Chess is a highly competitive game that has accounted for many records being set in the history of chess tournaments. What are the most outstanding records and who made them can be found out here. The statistics is interwoven with many outstanding moments that contributed to the adrenalin rush in players and spectators resulting in records.
It is necessary to mention that Russia is the country with the greatest number of grandmasters. According to the list from January, Russia had 217 out of 1506 grandmasters. However, in 2005, Reykjavík had the greatest concentration of resident grandmasters with 8 GM players. The youngest player to receive his Grandmaster title by FIDE was Sergey Karjakin who qualified for the title in 2002 when he was exactly 12 years and seven months old.
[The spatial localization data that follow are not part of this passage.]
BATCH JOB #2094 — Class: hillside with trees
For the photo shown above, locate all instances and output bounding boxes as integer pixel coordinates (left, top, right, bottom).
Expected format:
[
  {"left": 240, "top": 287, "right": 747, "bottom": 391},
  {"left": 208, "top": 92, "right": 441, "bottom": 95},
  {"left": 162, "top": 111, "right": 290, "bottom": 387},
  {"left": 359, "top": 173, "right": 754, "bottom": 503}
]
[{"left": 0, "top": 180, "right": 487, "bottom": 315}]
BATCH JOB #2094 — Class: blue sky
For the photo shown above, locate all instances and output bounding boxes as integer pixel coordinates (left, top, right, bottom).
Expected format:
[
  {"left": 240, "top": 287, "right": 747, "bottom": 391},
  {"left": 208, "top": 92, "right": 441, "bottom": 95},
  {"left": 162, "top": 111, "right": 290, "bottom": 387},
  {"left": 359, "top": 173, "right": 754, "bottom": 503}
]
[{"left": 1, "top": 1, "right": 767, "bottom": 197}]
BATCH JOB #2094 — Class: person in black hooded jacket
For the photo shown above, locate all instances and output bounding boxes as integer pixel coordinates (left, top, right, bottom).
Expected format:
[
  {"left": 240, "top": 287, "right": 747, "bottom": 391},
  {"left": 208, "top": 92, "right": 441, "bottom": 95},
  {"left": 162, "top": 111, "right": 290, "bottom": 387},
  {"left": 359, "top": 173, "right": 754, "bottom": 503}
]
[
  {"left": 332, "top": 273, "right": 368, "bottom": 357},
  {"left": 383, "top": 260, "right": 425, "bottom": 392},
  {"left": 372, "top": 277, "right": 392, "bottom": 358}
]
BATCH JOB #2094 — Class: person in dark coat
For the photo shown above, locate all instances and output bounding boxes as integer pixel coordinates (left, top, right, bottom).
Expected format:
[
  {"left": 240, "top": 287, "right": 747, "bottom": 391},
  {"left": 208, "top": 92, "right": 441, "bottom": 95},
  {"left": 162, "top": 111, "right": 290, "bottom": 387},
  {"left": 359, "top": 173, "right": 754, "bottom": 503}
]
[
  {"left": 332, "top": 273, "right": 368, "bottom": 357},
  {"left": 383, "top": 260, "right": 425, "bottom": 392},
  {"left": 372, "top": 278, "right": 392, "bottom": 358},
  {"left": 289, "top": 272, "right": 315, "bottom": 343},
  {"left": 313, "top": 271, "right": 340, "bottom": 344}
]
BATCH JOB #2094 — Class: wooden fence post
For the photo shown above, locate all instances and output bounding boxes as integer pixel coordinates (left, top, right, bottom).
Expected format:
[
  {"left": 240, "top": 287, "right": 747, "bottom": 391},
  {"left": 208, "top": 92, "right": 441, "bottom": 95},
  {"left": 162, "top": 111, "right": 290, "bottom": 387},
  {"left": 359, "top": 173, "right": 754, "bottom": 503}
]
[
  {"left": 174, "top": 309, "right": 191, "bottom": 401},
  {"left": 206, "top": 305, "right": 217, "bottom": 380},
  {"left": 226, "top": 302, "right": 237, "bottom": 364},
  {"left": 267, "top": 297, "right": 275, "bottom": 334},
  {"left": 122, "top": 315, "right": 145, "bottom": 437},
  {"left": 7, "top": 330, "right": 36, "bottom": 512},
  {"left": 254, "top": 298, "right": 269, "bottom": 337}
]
Let us start with the longest chess game ever played in the history of chess. The length is measured in moves not time resulting in exactly 269 moves in total, but, as far as we are concerned, this could also be declared the longest game in hours. The game lasted more than 20 hours just to result in a draw. The game took place at a tournament in former Yugoslavia in 1989 between Arsović and Nikolić. The FIDE Federation learnt something from that and remodelled its 50 Move Rule.
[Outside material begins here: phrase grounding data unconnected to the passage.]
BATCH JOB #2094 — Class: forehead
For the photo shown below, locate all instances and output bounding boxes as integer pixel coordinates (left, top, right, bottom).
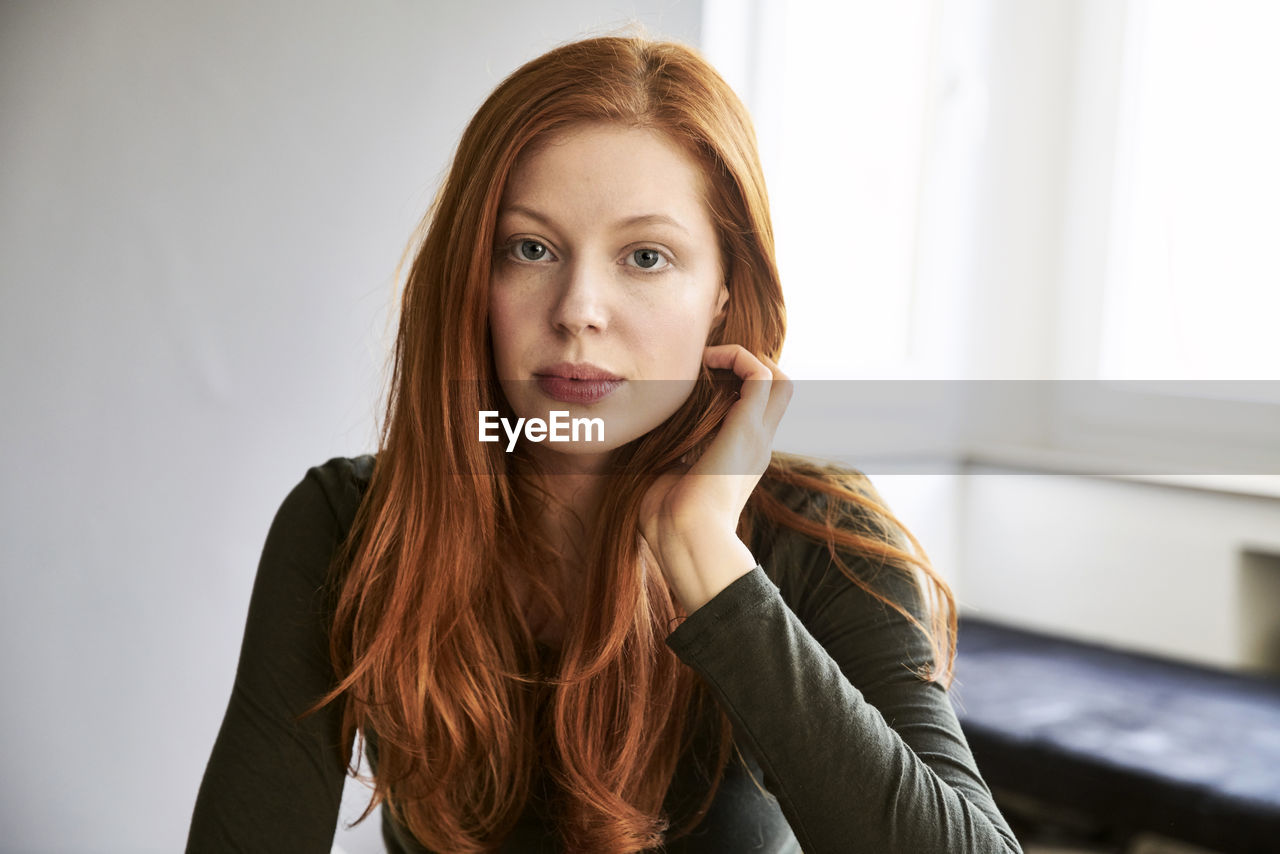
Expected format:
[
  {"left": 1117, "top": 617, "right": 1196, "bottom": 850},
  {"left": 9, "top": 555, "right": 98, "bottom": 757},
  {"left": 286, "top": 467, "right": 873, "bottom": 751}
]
[{"left": 499, "top": 122, "right": 712, "bottom": 224}]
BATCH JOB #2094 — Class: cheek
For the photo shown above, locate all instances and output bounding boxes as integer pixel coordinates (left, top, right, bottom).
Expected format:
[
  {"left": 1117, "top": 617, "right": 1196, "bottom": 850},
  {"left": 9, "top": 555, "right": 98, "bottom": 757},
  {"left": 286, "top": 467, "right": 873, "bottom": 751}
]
[
  {"left": 639, "top": 301, "right": 718, "bottom": 368},
  {"left": 487, "top": 290, "right": 522, "bottom": 369},
  {"left": 488, "top": 296, "right": 508, "bottom": 339},
  {"left": 489, "top": 272, "right": 544, "bottom": 336}
]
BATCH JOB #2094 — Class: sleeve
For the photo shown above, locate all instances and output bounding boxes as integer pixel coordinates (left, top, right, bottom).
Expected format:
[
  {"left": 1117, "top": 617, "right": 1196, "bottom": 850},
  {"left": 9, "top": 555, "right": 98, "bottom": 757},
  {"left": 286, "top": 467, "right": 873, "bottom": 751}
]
[
  {"left": 186, "top": 460, "right": 361, "bottom": 853},
  {"left": 664, "top": 529, "right": 1023, "bottom": 854}
]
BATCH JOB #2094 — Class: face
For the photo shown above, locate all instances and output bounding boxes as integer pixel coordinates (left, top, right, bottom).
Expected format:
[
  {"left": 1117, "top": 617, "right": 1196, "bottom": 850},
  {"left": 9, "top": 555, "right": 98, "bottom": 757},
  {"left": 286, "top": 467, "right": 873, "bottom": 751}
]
[{"left": 488, "top": 122, "right": 728, "bottom": 469}]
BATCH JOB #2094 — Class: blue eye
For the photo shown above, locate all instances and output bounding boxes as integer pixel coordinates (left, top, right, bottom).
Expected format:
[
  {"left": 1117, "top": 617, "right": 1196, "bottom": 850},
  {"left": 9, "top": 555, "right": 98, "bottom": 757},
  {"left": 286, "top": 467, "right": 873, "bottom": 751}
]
[
  {"left": 516, "top": 239, "right": 550, "bottom": 261},
  {"left": 628, "top": 248, "right": 669, "bottom": 271}
]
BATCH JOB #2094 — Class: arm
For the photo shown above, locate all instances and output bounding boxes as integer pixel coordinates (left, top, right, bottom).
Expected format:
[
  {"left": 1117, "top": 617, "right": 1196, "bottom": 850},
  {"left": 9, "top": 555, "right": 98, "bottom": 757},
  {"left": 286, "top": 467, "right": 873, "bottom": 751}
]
[
  {"left": 664, "top": 534, "right": 1022, "bottom": 854},
  {"left": 186, "top": 460, "right": 362, "bottom": 853}
]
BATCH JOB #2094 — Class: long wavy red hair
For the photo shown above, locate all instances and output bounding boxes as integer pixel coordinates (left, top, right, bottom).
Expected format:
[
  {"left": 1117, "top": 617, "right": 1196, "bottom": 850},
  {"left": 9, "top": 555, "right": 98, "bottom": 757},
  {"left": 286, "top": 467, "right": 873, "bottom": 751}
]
[{"left": 298, "top": 33, "right": 956, "bottom": 853}]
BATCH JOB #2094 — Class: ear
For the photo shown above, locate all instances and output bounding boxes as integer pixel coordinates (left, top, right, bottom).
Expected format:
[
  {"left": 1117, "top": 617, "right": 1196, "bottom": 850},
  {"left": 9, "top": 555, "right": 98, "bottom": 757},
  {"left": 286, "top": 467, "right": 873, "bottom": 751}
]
[{"left": 714, "top": 281, "right": 729, "bottom": 319}]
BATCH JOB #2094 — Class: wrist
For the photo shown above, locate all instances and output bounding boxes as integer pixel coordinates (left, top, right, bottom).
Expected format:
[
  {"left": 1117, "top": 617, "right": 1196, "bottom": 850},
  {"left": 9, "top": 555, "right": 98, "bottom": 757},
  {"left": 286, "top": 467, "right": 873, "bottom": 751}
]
[{"left": 659, "top": 529, "right": 757, "bottom": 613}]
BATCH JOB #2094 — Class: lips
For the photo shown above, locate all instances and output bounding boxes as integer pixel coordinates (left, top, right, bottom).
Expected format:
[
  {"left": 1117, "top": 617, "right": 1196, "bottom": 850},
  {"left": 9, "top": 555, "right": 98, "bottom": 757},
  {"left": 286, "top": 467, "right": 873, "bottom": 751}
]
[
  {"left": 534, "top": 362, "right": 622, "bottom": 381},
  {"left": 533, "top": 362, "right": 624, "bottom": 404}
]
The longest decisive game ever played took place recently, in 2016. It concerns the Extraliga in the
Czech Republic and the tournament Turnov of 2016, where Danin and Azarov played a 239 move game and Danin, who needed the points to end the match in a draw of 4:4, won. Even if his effort paid off, his team had to leave the top Czech chess league. The second longest decisive game took 237 moves for Kosteniuk to win against Fressinet in 2007 at the Villandry tournament. The players were not counting the moves, so Fressinet did not use his chance to call a draw after they passed 50 moves.
When it comes to the shortest games ever played, there is actually the possibility to checkmate the opponent in exactly two moves. Amateur chess used to produce such short games between two opponents. A game that ended in the shortest possible moves was recorded in 1983 between Wood and Darling. Three wider two-move checkmate games were recorded, whereby the players with the black chess pieces were both time the winners. It even happened one time that a player with white pieces won the game in two moves. This means that the player with black pieces had only made one move before he was checkmated.
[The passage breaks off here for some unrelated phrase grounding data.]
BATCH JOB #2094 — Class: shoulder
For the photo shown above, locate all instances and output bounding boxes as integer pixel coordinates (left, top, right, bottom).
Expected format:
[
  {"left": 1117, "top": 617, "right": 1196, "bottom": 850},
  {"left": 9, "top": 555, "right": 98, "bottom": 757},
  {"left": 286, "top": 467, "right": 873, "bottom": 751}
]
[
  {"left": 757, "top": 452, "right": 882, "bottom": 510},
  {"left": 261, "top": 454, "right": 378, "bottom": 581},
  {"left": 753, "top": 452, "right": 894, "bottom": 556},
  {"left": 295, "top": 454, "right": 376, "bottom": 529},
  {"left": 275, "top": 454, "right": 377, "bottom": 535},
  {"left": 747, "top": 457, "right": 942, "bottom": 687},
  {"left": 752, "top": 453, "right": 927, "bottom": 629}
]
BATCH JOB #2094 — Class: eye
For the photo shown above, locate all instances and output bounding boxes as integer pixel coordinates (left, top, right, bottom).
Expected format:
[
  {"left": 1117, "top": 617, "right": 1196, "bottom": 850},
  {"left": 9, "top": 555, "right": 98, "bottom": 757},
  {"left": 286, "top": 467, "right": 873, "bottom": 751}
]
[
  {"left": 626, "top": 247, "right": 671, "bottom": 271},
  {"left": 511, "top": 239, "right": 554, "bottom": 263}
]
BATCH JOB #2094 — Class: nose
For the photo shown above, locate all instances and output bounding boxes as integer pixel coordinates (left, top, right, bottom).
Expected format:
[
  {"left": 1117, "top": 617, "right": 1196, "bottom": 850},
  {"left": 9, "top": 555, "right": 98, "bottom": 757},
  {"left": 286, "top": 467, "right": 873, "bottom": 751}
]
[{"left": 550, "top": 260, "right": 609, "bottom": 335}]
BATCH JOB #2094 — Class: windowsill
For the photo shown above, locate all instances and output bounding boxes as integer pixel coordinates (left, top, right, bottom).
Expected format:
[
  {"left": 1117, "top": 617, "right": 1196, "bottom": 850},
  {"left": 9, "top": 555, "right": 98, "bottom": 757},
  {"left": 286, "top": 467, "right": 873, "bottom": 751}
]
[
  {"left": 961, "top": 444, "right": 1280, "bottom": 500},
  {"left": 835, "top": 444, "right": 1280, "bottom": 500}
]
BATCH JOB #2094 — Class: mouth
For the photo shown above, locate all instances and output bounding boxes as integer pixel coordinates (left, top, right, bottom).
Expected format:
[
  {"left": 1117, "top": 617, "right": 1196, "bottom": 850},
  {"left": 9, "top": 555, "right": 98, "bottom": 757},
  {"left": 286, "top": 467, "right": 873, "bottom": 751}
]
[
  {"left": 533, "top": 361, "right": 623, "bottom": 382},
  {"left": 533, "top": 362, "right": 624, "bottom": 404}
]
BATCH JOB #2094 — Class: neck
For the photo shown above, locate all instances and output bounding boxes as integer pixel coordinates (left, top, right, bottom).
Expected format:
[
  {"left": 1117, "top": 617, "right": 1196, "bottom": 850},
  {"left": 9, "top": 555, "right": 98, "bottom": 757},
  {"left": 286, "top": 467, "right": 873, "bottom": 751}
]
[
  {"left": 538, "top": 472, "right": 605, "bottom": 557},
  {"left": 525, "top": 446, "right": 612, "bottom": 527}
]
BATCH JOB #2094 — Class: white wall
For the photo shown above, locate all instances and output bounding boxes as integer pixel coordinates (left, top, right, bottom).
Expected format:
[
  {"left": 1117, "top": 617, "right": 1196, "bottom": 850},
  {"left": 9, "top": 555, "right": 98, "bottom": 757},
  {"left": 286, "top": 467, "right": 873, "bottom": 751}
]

How else Can You Lose the Game
FIDE introduced a couple of rules to, sort of, punish players for misbehaviour. So, for example, when a chess player is late for a game, he automatically loses that game according to the recently introduced FIDE rules. Another thing that gets players disqualified (at least for the particular round in question) is when the player’s cell phone makes any sounds, then, the opponent wins the game automatically. Hou Yifan was only five seconds late for a game in the 2009 Chinese Championship, and he automatically lost that round.